Animals with chronic bradyarrhythmias, as occur with AV block (high-grade second-degree block or third-degree block) or sick sinus syndrome, most commonly present with weakness, episodic weakness/collapse, and syncope. Pacemaker implantation is the treatment of choice. If pacemaker implantation is not a viable option, anticholinergics, phosphodiesterase (PDE) inhibitors, or sympathomimetics may be administered.
Propantheline is a mild anticholinergic dosed as follows: for dogs, 0.25–1 mg/kg, PO, every 8–12 hours; for cats, 0.8–1.6 mg/kg or 7.5 mg/cat, PO, every 8–12 hours for maximum 3 days. The parenteral formulation of atropine may be administered orally, but it must be diluted 10:1 with corn syrup at a dosage of 0.04 mg/kg, PO, every 6–8 hours. Adverse effects include mydriasis, dry mucous membranes, tachycardia, and GI stasis.
Theophylline is a nonselective PDE inhibitor with modest positive chronotropic effects. Extended-release tablets or capsules can be given at 10 mg/kg, PO, every 12 hours; consider monitoring.
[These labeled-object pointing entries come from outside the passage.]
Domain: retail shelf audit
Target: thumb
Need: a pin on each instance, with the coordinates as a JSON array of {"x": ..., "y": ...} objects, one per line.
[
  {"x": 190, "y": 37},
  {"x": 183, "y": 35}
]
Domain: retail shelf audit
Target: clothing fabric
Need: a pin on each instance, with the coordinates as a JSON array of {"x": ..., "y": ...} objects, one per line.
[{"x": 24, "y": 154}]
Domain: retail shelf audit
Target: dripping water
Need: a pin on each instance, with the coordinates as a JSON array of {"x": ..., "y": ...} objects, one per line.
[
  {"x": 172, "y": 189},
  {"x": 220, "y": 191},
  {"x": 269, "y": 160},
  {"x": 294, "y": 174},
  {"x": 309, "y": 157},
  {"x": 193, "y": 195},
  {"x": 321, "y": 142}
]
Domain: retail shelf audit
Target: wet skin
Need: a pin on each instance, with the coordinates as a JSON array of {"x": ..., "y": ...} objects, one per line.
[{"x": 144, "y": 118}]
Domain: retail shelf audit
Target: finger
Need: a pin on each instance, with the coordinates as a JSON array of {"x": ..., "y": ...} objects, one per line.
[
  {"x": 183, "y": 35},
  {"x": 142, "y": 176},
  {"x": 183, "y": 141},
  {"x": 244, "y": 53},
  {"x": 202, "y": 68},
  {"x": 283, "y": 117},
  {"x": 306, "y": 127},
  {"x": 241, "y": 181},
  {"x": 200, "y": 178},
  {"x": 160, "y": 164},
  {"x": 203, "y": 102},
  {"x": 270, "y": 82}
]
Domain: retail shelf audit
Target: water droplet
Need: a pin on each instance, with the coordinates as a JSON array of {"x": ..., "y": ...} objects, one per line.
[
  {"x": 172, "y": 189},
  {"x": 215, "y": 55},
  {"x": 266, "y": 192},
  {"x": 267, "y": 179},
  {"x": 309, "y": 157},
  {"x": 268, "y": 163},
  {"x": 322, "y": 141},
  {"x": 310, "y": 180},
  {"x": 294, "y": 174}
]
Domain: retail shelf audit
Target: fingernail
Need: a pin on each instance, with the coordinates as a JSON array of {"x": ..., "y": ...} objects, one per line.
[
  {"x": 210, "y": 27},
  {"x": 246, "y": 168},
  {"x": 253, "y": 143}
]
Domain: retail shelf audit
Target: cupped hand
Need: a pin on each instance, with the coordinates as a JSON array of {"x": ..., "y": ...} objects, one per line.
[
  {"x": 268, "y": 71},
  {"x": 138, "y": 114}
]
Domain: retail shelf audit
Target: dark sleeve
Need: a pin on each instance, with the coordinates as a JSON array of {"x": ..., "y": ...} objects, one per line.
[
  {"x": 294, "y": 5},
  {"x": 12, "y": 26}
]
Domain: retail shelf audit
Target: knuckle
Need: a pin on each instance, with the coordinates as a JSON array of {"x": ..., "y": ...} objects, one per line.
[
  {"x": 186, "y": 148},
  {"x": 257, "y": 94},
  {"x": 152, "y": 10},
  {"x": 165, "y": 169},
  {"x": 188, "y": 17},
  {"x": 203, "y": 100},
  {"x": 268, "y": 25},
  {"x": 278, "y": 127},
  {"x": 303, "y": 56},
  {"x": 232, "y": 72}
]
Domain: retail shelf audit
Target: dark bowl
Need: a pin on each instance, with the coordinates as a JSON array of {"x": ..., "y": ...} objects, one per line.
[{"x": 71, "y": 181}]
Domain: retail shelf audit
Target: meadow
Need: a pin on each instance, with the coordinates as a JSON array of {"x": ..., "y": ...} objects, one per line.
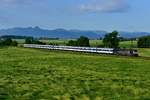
[
  {"x": 93, "y": 43},
  {"x": 34, "y": 74}
]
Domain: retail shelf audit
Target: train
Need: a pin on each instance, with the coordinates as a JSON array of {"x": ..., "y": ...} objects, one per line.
[{"x": 112, "y": 51}]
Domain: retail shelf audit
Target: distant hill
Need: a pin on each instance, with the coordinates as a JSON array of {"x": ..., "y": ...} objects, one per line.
[{"x": 64, "y": 34}]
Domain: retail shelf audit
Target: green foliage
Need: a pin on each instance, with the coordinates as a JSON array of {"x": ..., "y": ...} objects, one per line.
[
  {"x": 144, "y": 42},
  {"x": 83, "y": 41},
  {"x": 8, "y": 42},
  {"x": 29, "y": 74},
  {"x": 111, "y": 40},
  {"x": 72, "y": 43},
  {"x": 28, "y": 40}
]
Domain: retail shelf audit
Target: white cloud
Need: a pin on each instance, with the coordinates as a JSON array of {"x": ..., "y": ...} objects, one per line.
[{"x": 105, "y": 6}]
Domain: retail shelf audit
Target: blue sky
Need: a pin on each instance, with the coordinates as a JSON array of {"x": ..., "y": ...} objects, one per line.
[{"x": 108, "y": 15}]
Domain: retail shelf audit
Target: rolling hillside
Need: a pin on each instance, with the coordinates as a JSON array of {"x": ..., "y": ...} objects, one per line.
[
  {"x": 30, "y": 74},
  {"x": 64, "y": 34}
]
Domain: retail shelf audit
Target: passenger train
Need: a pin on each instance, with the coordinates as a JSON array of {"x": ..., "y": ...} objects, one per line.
[{"x": 125, "y": 52}]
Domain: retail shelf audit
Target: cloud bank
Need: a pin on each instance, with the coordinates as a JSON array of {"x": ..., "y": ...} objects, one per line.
[{"x": 109, "y": 6}]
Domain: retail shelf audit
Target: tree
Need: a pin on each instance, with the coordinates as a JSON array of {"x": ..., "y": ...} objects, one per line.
[
  {"x": 83, "y": 41},
  {"x": 144, "y": 42},
  {"x": 111, "y": 40}
]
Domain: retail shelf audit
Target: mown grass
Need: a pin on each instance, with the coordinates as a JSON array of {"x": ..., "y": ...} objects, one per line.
[
  {"x": 93, "y": 43},
  {"x": 31, "y": 74}
]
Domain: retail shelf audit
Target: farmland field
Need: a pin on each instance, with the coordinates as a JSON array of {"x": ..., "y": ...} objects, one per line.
[
  {"x": 93, "y": 43},
  {"x": 31, "y": 74}
]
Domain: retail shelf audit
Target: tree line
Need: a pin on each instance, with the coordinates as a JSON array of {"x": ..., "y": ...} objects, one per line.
[
  {"x": 110, "y": 40},
  {"x": 8, "y": 42}
]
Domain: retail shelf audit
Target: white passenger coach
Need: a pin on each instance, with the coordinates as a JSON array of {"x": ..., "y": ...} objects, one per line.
[
  {"x": 124, "y": 52},
  {"x": 72, "y": 48}
]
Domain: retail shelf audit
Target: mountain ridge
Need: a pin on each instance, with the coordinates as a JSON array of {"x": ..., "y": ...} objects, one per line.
[{"x": 65, "y": 34}]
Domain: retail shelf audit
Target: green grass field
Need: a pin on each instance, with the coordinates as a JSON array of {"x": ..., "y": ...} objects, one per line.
[
  {"x": 93, "y": 43},
  {"x": 31, "y": 74}
]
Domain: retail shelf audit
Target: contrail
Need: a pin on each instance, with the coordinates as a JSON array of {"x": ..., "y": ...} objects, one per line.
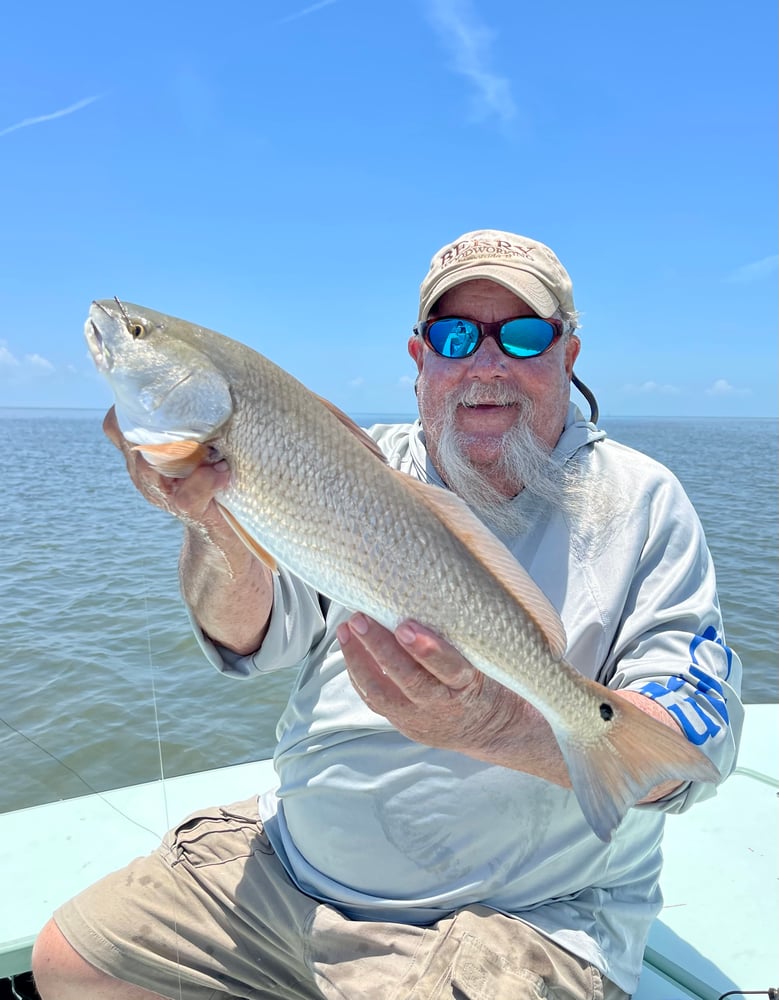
[
  {"x": 306, "y": 10},
  {"x": 469, "y": 40},
  {"x": 55, "y": 114}
]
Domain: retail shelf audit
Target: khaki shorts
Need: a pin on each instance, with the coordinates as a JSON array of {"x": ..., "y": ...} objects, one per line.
[{"x": 212, "y": 914}]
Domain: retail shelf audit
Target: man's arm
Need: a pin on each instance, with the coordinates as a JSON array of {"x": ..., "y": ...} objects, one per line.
[{"x": 228, "y": 589}]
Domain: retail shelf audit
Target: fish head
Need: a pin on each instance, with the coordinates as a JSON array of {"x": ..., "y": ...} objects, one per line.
[{"x": 165, "y": 388}]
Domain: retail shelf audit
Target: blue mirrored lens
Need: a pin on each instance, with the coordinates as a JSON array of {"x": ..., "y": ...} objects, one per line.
[
  {"x": 526, "y": 337},
  {"x": 453, "y": 338}
]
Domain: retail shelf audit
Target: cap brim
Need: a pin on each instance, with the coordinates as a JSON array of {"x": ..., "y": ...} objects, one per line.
[{"x": 522, "y": 283}]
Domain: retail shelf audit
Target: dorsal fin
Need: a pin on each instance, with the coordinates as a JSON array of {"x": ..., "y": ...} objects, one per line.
[
  {"x": 174, "y": 458},
  {"x": 490, "y": 551},
  {"x": 251, "y": 544},
  {"x": 354, "y": 428}
]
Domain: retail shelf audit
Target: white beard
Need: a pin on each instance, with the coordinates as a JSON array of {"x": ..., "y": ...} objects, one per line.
[{"x": 525, "y": 462}]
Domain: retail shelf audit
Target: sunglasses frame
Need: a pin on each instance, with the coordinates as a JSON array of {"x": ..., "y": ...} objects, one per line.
[{"x": 493, "y": 330}]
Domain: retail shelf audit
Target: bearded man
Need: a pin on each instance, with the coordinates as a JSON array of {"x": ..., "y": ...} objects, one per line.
[{"x": 423, "y": 840}]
If no adverse effects are evident and the desired clinical effect is not achieved, the dosage in dogs can be increased to 15 mg/kg, PO, every 12 hours, while monitoring for adverse effects; and in cats, to 20 mg/kg, PO, every 24–48 hours. Adverse effects may include restlessness, excitability, tachycardia, or GI upset.
Terbutaline is a beta-agonist that has more potent positive chronotropic effects; however, its adverse effects are similar to those observed with theophylline. It is dosed to effect at 1.25–5 mg/dog (not per kg), PO, every 8 hours; and 0.625 mg/cat, PO, every 12 hours.
Oral treatment of clinically important bradyarrhythmias that are due to high-grade second-degree or third-degree AV block is often unsuccessful, although overall clinical signs may improve in some animals. Sick sinus syndrome is more often amenable to medical treatment.